さて、このような現実を少し発展して考えれば、終身雇用というセイフティネットが、そこで働く人たちの社会的常識への感性を鈍らせてしまっているのではないか。つまり、社内の慣習や論理に従っていれば、生活には困らないわけで、あえて、社会的常識に照らし合わせて自分の社会的価値にまで考えを及ぼさなくても生きていけるという無意識の了解があるからだ。だから、ここに紹介したような社会的な常識から考えれば明らかな「ムダ」や「非常識」をそう感じさせないのであろう。そういうことが、日本における生産性を低下させているというのが私の仮説である。

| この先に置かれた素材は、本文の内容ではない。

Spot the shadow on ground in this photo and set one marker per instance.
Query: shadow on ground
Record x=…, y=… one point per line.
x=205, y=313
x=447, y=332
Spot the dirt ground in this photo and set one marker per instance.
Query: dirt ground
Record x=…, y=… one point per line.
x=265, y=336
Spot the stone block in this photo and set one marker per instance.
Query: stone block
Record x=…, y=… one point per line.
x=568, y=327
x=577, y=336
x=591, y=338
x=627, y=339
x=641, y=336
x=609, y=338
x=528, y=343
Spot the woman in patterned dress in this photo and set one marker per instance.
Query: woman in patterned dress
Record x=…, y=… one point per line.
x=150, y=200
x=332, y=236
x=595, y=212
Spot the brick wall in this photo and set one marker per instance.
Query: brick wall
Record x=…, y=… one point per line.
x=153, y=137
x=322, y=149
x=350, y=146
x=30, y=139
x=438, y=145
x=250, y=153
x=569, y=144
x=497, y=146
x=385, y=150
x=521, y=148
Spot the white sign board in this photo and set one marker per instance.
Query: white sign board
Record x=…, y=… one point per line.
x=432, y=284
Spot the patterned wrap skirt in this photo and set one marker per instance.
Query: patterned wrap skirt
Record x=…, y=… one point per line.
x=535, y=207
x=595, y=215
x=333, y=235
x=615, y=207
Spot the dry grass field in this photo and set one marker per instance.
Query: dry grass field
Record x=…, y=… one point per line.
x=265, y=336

では、なぜかつて日本は生産性が高かったのかと言えば、人口の増加やそれに支えられた高度経済成長という外的な要因が、生産性を高めざるを得ない状況に追い込んでいたからだろう。しかし、もはやそういう時代ではない。

ある大手企業に就職して3年になる甥が、働かないのに給与だけは高いおじさんについて、不満を漏らしていた。私は、彼もきっと昔は頑張っていたのだが、働かなくても給与がもらえるので、働かなくなってしまったのだろう。しかし、そういう人たちが、これからも会社に居続けることは難しい時代になった。だから、学び続けなさい。いくつになっても、どこに行っても必要とされる存在であり続けるためには、それしかないと、少し酔った勢いで話をした。

それに対して彼は、自分は学ぶことはきらいではない。しかし、同期にはそういうことに興味のない人たちもいる。そういう人を見ていると、たぶん働かないおじさんは、きっと若いうちからそうだったんだろうなぁ思うよ、と言っていた。よく分かっているではないか。

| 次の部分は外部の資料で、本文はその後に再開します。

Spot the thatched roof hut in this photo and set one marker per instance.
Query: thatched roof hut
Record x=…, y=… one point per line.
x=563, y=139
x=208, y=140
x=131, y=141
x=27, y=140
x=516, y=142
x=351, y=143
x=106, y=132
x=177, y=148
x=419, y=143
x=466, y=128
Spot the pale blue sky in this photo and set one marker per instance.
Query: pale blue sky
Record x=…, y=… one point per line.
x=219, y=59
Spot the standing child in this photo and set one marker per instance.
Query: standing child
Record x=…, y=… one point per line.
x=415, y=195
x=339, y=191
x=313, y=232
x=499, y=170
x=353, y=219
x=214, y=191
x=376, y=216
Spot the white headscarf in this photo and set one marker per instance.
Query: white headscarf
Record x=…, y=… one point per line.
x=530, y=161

「終身雇用制の終焉」は、そんな日本の企業文化の転換点に起きている現象なのだろう。もちろん、これまでの企業文化の中でも、積極的に社会的価値を高めてきている人たちがいる。そういう人たちは、もはや「○○会社の□□さん」ではなく、「□□さん」という個人名で知られている人たちだ。こういうことなら「□□さん」が詳しいはずだ。こういう講演なら「□□さん」にお願いしようと言われる存在でもある。「○○会社の誰か」ではない。

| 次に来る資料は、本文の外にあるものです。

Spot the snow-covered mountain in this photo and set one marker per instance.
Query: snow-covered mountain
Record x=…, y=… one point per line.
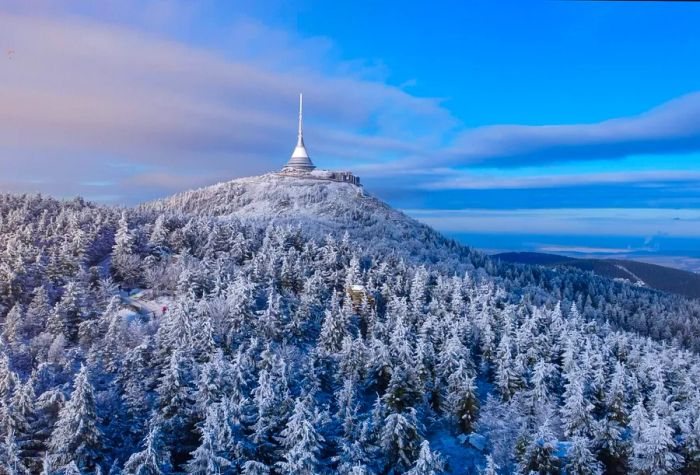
x=299, y=326
x=320, y=207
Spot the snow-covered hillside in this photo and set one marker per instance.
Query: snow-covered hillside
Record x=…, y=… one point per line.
x=294, y=326
x=322, y=207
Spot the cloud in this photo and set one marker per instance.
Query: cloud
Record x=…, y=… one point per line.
x=565, y=221
x=472, y=181
x=82, y=96
x=673, y=127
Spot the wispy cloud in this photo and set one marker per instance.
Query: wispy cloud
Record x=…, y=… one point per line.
x=566, y=221
x=79, y=94
x=474, y=181
x=669, y=128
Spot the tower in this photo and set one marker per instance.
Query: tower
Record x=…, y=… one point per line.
x=300, y=158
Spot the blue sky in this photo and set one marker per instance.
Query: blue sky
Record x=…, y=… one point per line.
x=581, y=119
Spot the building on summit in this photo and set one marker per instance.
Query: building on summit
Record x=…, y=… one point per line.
x=300, y=163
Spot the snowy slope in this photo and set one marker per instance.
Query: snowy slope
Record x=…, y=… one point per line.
x=321, y=207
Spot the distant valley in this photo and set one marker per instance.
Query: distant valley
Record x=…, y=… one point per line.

彼らに共通するのは、世の中にチャネルを拡げ社外に沢山の人のつながりを持っていること、アウトプットの頻度が高くその量も多いこと、直接の仕事以外についても幅広く勉強していること、などであろうか。

つまり、自ら社会的価値を高めるために意識して努力をしている人たちだ。こういう人たちは、会社という枠を超えて高い社会的価値を持っているので、どこに行っても通用する。だから、「終身雇用は終わり」と言われても、ああそうですかといった感じだろう。当然、そういう「□□さん」は会社としても必要な存在である。

こういう人たちは忙しい人たちが多い。自ずと時間の使い方に知恵を絞るようになる。つまり生産性を高めざるを得ないのだ。そして、その結果として、仕事が出来るヤツとして評価される。

たぶんこういう人たちは、「ワーク・ライフ・バランス」なんて考えていない人が多いのではないか。つまり、ライフとワークに明確な境目がなく、どこにいても忙しく仕事をしているが、それを辛いことだとは感じていない。ここで言う仕事とは、給与をもらう仕事だけではない。お金にならなくても世の中に貢献し、やっていること自体にわくわく感を持って楽しんでいる仕事も含まれている。

私は「ワーク・ライフ・バランス」という言葉は好きではない。「ワーク・ライフ・バランス」という言葉には、ワークは生活のためにお金を稼ぐことだから辛くてもやらなくてはならないこと、ライフは辛さから解放され、ワークの疲れを癒すために仕事とは切り離されて過ごす時間のこと、という前提がある。しかし、そう考えてしまうと、終身雇用制度の下では、ワークは給与に見合う分の自分の時間を使えばよく、ライフはそれとは無関係に生きればいいということになってしまう。これでは、人生の長い時間を費やすワークが、自分の成長の機会として活かされない。だから、私はこの言葉は好きではないのだ。

ワークは自分の社会的価値を高めるための大切な機会であり、決して会社での価値を高めることではない。そう考えて行動し続ければ、終身雇用制度の終焉やリストラなんて、どうでも良くなってしまうし、なんといっても自分に納得できる生き方を貫けるのではないかと思う。

いまのように社会で求められる能力や知識が長続きしない時代では、ワークとライフを一体として捉え、そこに自分の成長の機会を見出していかなければ、変化に追従するための知識やスキルを磨き続けることは難しいだろう。「ワーク・イン・ライフ」だ。いわば自分の社会的価値を高めるための学びの生産性を高めるためには、そんな生き方が必要ではないかと思っている。

もちろん、若い世代には、こんな考え方をするのは難しいかも知れない。しかし、人生を少しばかり重ねてゆくと、このような考え方の大切さにやがては気付くはずだ。早く気付き行動に移せれば、それだけ自分を伸ばすための時間的余裕も生まれ、人生の選択肢を増やすことが出来るだろう。

天才ピカソには到底及ばないにしても、30年の価値を、自信を持って語れる生き方を、自分はしてきただろうかと思う。まだまだである。やがてはそういえるようになりたいと想いながら、この問いかけを続けて生きてゆくしかないのだと思う。